Getting Started on a Single Machine

Quickstart

You must have 2 things (1 other thing is recommended).

  1. A network (using the ordinary class structure that pytorch uses) written to a file (default is dnn.py) with a network class defined to be DNN.

  2. A train and test directory with your HDF5 data sitting in it. The default dataset labels that the loader will read are ‘X’ and ‘Y’, which represent input and output data.

  3. (Recommended) A YAML file (default name is input.yaml) where you can configure the training protocol.

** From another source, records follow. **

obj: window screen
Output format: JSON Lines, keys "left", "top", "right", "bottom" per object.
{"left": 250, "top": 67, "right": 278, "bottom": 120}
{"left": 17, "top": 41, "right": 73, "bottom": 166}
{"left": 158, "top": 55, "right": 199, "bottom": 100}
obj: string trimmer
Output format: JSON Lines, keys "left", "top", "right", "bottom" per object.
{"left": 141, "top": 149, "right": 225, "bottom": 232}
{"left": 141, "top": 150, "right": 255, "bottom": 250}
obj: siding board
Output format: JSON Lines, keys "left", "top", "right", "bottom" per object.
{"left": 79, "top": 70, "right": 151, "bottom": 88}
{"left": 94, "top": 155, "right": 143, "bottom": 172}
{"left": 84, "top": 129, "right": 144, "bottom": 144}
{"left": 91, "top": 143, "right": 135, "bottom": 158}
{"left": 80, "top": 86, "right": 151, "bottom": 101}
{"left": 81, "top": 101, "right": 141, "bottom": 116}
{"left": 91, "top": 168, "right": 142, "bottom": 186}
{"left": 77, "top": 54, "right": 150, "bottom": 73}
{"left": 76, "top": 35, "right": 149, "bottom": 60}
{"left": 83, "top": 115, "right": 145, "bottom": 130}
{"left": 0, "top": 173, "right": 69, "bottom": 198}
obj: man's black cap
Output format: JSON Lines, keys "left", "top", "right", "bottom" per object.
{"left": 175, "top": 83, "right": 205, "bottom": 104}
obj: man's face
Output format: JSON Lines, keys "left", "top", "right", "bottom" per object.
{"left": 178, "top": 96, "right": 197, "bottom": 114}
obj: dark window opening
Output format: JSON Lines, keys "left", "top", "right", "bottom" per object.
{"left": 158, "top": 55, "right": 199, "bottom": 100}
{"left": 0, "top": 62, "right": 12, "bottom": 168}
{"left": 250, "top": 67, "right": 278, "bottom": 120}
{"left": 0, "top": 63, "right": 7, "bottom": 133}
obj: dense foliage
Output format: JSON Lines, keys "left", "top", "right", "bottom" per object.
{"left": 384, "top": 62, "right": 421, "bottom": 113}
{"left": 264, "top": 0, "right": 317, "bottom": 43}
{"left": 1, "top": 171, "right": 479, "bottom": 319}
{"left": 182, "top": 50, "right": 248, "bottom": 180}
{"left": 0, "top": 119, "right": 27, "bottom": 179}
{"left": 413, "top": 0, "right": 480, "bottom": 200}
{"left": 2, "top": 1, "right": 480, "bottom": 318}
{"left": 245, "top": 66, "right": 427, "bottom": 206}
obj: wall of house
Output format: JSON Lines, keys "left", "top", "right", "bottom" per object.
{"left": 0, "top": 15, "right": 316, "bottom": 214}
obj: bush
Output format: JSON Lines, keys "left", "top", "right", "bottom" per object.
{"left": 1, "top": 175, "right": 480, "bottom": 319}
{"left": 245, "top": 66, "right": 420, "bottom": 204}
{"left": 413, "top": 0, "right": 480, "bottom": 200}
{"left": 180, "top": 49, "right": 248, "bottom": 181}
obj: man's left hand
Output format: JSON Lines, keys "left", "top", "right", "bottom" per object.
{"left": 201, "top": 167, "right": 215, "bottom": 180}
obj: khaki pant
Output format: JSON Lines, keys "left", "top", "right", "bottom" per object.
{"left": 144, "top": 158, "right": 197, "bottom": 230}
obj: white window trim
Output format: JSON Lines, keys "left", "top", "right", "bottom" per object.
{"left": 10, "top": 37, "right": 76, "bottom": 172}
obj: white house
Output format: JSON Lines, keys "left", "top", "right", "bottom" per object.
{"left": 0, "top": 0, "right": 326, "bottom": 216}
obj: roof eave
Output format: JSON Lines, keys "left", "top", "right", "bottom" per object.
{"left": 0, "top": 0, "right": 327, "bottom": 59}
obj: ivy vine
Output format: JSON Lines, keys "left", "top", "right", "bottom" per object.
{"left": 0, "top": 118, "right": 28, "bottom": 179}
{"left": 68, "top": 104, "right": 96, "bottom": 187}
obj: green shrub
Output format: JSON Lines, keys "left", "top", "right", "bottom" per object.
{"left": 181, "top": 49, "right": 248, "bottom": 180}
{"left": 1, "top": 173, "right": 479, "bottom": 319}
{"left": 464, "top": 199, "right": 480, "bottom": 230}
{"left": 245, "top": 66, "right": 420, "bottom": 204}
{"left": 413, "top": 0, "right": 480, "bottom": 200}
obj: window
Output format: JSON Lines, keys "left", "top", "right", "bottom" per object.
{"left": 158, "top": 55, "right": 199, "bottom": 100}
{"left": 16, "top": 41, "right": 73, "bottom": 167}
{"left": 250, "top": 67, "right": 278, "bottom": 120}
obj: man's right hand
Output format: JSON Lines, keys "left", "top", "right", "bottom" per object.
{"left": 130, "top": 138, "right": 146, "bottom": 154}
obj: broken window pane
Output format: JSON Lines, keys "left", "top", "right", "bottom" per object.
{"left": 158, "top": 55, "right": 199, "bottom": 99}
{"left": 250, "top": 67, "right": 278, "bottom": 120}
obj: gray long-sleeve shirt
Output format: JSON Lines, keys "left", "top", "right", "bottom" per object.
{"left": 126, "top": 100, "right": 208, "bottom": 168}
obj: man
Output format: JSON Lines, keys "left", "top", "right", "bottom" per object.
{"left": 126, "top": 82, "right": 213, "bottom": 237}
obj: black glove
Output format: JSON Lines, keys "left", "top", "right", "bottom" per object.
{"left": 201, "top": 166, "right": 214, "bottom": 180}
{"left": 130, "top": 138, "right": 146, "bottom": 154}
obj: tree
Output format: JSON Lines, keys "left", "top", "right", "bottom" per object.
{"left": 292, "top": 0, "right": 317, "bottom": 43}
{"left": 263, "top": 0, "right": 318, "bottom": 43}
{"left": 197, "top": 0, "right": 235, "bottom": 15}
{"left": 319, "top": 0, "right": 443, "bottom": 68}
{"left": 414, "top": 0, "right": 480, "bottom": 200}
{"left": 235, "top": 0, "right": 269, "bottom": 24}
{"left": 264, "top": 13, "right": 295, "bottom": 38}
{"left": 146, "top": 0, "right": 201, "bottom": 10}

To run, you can simply run:

python -m torch.distributed.launch -nnodes <n_nodes> --nproc_per_node <n_gpus_per_node> worker.py

Slowstart

Let’s say you are in some directory called ‘some_dir’. We type ‘ls’ and see:

~some_dir $ ls
input.yaml  dnn.py  train/  test/

Let’s say you have HDF5 files called ‘training.h5’ and ‘testing.h5’ located in ‘train/’ and ‘test/’ with dataset labels ‘input_data’ and ‘output_data’. Our configuration file ‘input.yaml’ could look something like this:

~some_dir $ more input.yaml
# the number of epochs to run
n_epochs: 2000

# batch size of images
batch_size: 512

# learning rate for model
learning_rate: 0.00001

# number of threads for each GPU to use for data queuing
n_workers: 6

# labels in the HDF5 files
x_label: 'input_data'
y_label: 'output_data'

mixed_precision: false

Here we have defined the number of epochs, batch size, learning rate, the number of worker threads, dataset labels, and we have turned mixed precision off. Now let’s look at ‘dnn.py’.

~some_dir $ more dnn.py
import torch
import torch.nn as nn
import numpy as np
from collections import OrderedDict

class DNN(nn.Module):

    def __init__(self, input_shape):
        super().__init__()
        layers = OrderedDict()
        layers['conv_red_1'] = nn.Conv3d(1, 64, 5, padding=2, stride=2)
        layers['conv_red_1_elu'] = nn.ELU()
        layers['conv_red_2'] = nn.Conv3d(64, 64, 5, padding=2, stride=1)
        layers['conv_red_2_elu'] = nn.ELU()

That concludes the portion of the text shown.